Getting Ready for the HolidaysHave you noticed the countdown clock at the bottom of the page? It counts down to National Buy a Book By a Black Author and Give it to Somebody Not Black Month. Just over a month before it's here! Poets & Writers has some suggestions. Readers, got tips on good books we should be giving folks this December? Let's get the buzz started.
Bernice McFadden is about to celebrate the 10th anniversary of the release of her novel Sugar! She has an interesting idea about how to celebrate. Sugar would also make a great NBABBABAAGITSNBM gift.
New or Upcoming Releases
Rebel Yell by Alice Randall. Shelf Awareness ran an interesting Q&A with her recently. Randall is part of an interesting and acclaimed group of writers called The Finish Party.
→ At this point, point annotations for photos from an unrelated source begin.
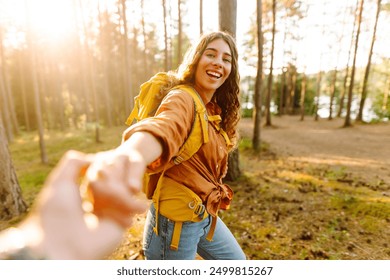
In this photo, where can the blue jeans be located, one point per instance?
(192, 240)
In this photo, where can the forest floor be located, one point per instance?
(315, 191)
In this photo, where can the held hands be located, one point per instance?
(59, 227)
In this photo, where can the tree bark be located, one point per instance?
(270, 76)
(367, 72)
(11, 201)
(227, 22)
(37, 102)
(256, 141)
(347, 122)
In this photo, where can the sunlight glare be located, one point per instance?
(51, 20)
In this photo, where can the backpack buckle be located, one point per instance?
(198, 209)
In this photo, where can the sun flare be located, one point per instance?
(46, 19)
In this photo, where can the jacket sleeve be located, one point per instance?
(171, 126)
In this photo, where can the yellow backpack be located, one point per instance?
(175, 201)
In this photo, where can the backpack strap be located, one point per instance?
(150, 97)
(199, 127)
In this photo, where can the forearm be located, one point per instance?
(141, 144)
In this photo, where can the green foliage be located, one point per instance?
(26, 157)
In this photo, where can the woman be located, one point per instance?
(211, 68)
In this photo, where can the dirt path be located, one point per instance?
(364, 150)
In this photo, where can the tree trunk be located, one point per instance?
(347, 122)
(180, 33)
(367, 72)
(11, 201)
(303, 93)
(6, 85)
(227, 22)
(165, 36)
(37, 103)
(200, 17)
(257, 98)
(270, 76)
(5, 110)
(318, 94)
(332, 94)
(228, 16)
(128, 92)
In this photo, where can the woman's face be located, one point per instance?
(213, 68)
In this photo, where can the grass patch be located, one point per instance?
(25, 153)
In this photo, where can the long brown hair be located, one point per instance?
(227, 95)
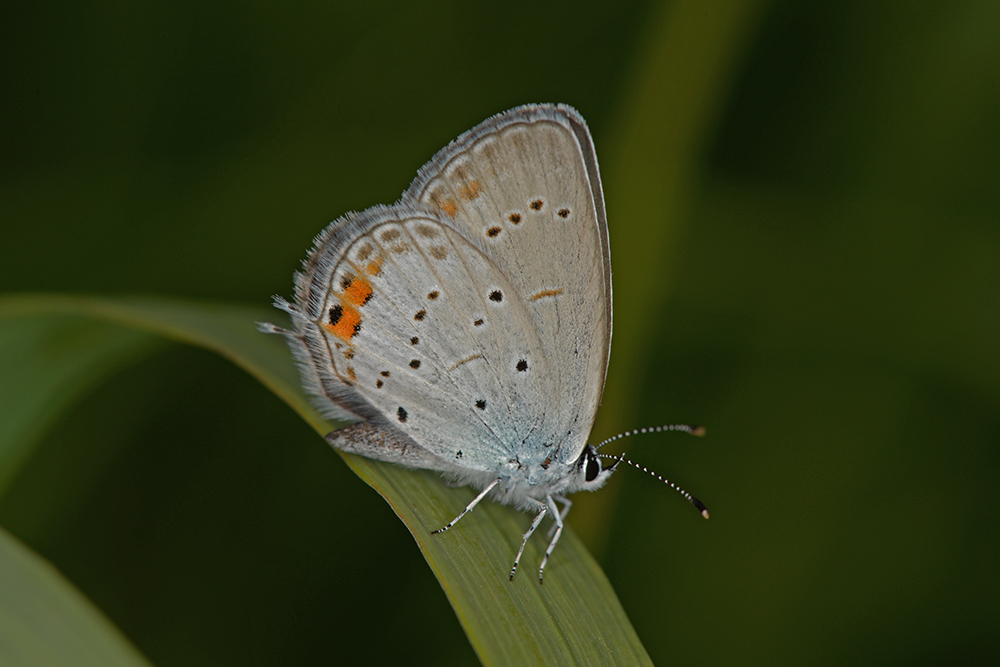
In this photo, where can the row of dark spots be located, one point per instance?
(516, 218)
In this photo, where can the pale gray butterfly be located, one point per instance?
(469, 324)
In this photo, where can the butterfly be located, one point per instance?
(468, 325)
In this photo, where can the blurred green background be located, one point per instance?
(804, 215)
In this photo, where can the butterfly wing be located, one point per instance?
(410, 325)
(524, 188)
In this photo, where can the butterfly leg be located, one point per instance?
(542, 509)
(567, 503)
(558, 517)
(468, 508)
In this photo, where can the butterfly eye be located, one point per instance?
(593, 468)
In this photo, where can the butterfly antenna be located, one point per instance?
(684, 428)
(691, 499)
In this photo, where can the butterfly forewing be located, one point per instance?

Feminista by Erica Kennedy, which I learned about on Twitter. I loved her novel Bling so I am very much looking forward to this one. Check out Publisher's Weekly rave review of this "bitch lit" book and ask yourselves WHY HAVEN'T WE HEARD ABOUT THIS BOOK? (Drives me batty!): "This crazed black romantic comedy from journalist and author Kennedy (Bling) charts the rocky course of Sydney Zamora, a very angry single. The Cachet magazine writer decides, at 33, that she's got to get married before her eggs sour. So her rich sister hires Mitzi Berman, a successful Manhattan matchmaker, tofind Sydney's Mr. Right. Mitzi's challenge, as she sees it, is transforming fierce feminista Sydney into a dress-wearing girly girl (says Mitzi: If you don't make some radical changes in your behavior, you will die alone). Catching Sydney's eye is the fabulous Max Cooper, the spoiled playboy heir of a department store fortune, but can her politics mix with his background? Truly, their path to connubial bliss is barbed with obstacles, charted with sarcastic glee by Kennedy, a pioneer of chick lit's naughty stepsister—bitc
Wench by Dolen-Perkins Valdez due in January. Here's the Publisher's Weekly review: "In her debut, Perkins-Valdez eloquently plunges into a dark period of American history, chronicling the lives of four slave women—Lizzie, Reenie, Sweet and Mawu—who are their masters’ mistresses. The women meet when their owners vacation at the same summer resort in Ohio. There, they see free blacks for the first time and hear rumors of abolition, sparking their own desires to be free. For everyone but Lizzie, that is, who believes she is really in love with her master, and he with her. An extended flashback in the middle of the novel delves into Lizzie’s life and vividly explores the complicated psychological dynamic between master and slave. Jumping back to the final summer in Ohio, the women all have a decision to make—will they run? Heart-wrenching, intriguing, original and suspenseful, this novel showcases Perkins-Valdez’s ability to bring the unfortunate past to life."
Attention Book Clubs
In the November issue of Essence a black book club is pictured reading The Help by Kathryn Stockett. (I don't have any problems with them reading a white author, btw.) Anybody know of any white clubs reading a black author? If so, send me pictures! I will post them here.
And is there such a thing as interracial book clubs?
The Writer's Life
Junot Diaz talks about the moment he really became a writer (giving hope to every writer I know).
I recently experienced a dream that many writers have: seeing a book turned into a movie. I just got back from Vancouver where I visited the set of "Sins of the Mother" (based on Orange Mint and Honey), which will air on the Lifetime Movie Network, and met the cast (Jill Scott and Nicole Beharie) and crew. Pictures are here. I'll post a link to an essay I'm writing about my adventure soon.